Para curar as
feridas da alma
Leticia Martínez
Hernández e foto de Juvenal Balán, enviados
especiais
PORTO PRÍNCIPE, Haiti. — Cuba assaltou, em 10 de
março, a Praça Champ de Mars, a mesma que há dois
meses acolhe milhares de rostos tristes, agoniados.
Foi literalmente um assalto, mas daqueles que apenas
sabem fazer os que teimam em curar as feridas da
alma. Um assalto à cubana, com rumba de Santiago,
palhaços, acrobacias, magias, pincéis, cores, danças,
pernas de pau, cantos... O capitão da invasão: Kcho.
Os conquistadores: os membros da brigada Marta
Machado. O alvo? Centenas de haitianos que naquela
manhã esqueceram a tragédia para sorrirem com Cuba.
|

Das tendas e
das favelas maltratadas os artistas cubanos
foram tirando a gente. |
No relógio eram quase 10h. Tudo estava pronto nos
jardins do desmoronado Palácio Nacional: a polícia
haitiana formada, as cercas para delimitar o espaço
da função. Mas como a arte não tem esquemas e muito
menos os ânimos de Kcho, a Brigada da alegria, longe
de qualquer medo, entrou por onde menos a esperavam.
Das tendas e das favelas maltratadas foram os
artistas cubanos tirando a gente, que do assombro
passaram ao deleite quando a felicidade invadiu a
praça.
Kensí foi palhaço nesse dia pela primeira vez. As
cores no nariz e nas bochechas mudaram a tristeza
desta criança, apagaram a má lembrança dum tremor
que a deixou sem casa.

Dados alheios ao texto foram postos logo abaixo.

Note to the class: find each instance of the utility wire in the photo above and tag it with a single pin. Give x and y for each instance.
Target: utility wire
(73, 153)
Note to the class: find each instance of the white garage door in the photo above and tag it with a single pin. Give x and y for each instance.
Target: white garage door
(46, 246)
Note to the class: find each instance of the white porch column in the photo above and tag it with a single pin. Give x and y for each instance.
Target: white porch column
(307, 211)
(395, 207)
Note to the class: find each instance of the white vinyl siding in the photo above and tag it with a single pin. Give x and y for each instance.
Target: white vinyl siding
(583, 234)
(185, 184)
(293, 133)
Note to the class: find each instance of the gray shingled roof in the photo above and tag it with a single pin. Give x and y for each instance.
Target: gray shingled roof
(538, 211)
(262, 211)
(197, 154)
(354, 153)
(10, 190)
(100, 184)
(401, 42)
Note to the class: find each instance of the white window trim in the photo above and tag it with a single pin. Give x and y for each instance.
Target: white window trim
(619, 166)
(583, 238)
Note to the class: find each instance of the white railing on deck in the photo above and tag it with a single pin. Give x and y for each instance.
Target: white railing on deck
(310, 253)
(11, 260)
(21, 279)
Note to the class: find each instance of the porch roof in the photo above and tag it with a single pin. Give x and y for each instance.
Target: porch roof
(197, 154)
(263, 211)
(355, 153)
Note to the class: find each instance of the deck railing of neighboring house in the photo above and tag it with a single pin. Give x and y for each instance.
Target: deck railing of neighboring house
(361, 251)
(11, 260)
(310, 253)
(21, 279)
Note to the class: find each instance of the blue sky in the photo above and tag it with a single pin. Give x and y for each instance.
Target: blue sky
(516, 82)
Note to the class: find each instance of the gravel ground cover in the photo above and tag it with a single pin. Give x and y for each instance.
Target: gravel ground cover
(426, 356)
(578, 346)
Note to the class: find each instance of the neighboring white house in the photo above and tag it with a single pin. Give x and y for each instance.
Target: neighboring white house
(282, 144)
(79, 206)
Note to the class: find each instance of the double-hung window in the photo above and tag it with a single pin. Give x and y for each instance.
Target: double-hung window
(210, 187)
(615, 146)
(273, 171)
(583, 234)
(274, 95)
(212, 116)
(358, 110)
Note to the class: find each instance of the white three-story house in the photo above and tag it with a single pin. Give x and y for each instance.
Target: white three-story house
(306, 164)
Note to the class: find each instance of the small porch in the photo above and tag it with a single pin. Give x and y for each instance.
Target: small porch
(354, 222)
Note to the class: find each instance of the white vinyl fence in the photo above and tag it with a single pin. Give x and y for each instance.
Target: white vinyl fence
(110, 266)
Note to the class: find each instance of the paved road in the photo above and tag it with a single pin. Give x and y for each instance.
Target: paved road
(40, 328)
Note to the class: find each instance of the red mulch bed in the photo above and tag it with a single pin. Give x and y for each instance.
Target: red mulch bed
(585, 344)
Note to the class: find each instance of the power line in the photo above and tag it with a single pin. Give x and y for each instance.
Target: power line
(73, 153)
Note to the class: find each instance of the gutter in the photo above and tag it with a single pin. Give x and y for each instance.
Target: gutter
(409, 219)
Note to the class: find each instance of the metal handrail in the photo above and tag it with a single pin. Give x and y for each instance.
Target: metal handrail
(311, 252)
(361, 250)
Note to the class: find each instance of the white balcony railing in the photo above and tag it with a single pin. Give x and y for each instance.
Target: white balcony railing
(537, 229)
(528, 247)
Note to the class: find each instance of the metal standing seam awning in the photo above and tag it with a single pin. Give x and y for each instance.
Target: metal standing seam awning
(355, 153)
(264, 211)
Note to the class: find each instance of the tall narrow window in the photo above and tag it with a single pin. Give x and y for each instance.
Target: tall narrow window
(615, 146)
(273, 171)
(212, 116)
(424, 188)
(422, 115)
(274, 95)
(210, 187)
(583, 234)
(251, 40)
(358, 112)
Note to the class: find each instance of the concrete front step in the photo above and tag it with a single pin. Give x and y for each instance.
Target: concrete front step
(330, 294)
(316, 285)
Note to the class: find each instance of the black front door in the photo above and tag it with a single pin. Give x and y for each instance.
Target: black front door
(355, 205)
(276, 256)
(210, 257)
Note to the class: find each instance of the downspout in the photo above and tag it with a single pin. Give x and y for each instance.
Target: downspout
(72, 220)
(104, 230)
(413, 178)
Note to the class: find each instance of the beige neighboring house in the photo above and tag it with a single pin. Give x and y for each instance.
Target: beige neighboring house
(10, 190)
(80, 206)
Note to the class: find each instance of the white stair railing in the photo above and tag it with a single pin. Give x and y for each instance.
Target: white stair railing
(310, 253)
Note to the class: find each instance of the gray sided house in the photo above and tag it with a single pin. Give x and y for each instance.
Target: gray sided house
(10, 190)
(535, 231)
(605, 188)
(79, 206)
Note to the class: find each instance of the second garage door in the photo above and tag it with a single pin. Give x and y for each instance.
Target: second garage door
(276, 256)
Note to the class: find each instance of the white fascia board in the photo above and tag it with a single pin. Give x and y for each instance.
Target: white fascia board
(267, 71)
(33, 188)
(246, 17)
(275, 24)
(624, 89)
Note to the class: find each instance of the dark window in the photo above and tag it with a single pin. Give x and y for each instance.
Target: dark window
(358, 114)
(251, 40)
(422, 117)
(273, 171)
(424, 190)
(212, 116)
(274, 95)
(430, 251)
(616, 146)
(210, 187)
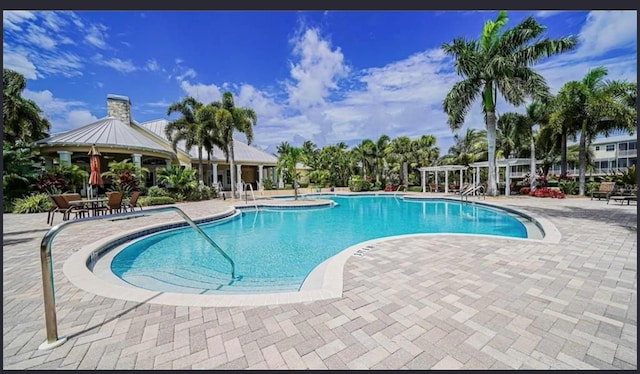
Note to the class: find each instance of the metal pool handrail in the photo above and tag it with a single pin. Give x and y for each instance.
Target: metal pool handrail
(47, 265)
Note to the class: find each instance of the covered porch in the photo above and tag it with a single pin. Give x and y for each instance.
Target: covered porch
(436, 170)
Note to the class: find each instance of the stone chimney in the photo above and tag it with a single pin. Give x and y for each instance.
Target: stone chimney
(119, 107)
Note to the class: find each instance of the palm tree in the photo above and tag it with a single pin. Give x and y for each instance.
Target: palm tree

Como ele, centenas de
crianças, e também adultos, gozaram com os artistas
em pernas de pau quando, por debaixo das pernas bem
longas, fizeram passar uma fila barulhenta, com o
palhaço Cebolinha com sua pistola de água, brincando
a encharcar uns e outros, com o mágico Sixto que
diante do nariz de dezenas de pessoas fazia sumir os
gurdes (moeda haitiana) e o baralho; com o grupo
vocal Desandann que os fez gingar até o êxtase com
cantos em crioulo, com os pincéis de Rancaó, com os
braços de Kcho, esse homem que disse ao Granma
sentir-se feliz por ter aprendido que o talento não
vale nada se não se pode partilhar com os outros.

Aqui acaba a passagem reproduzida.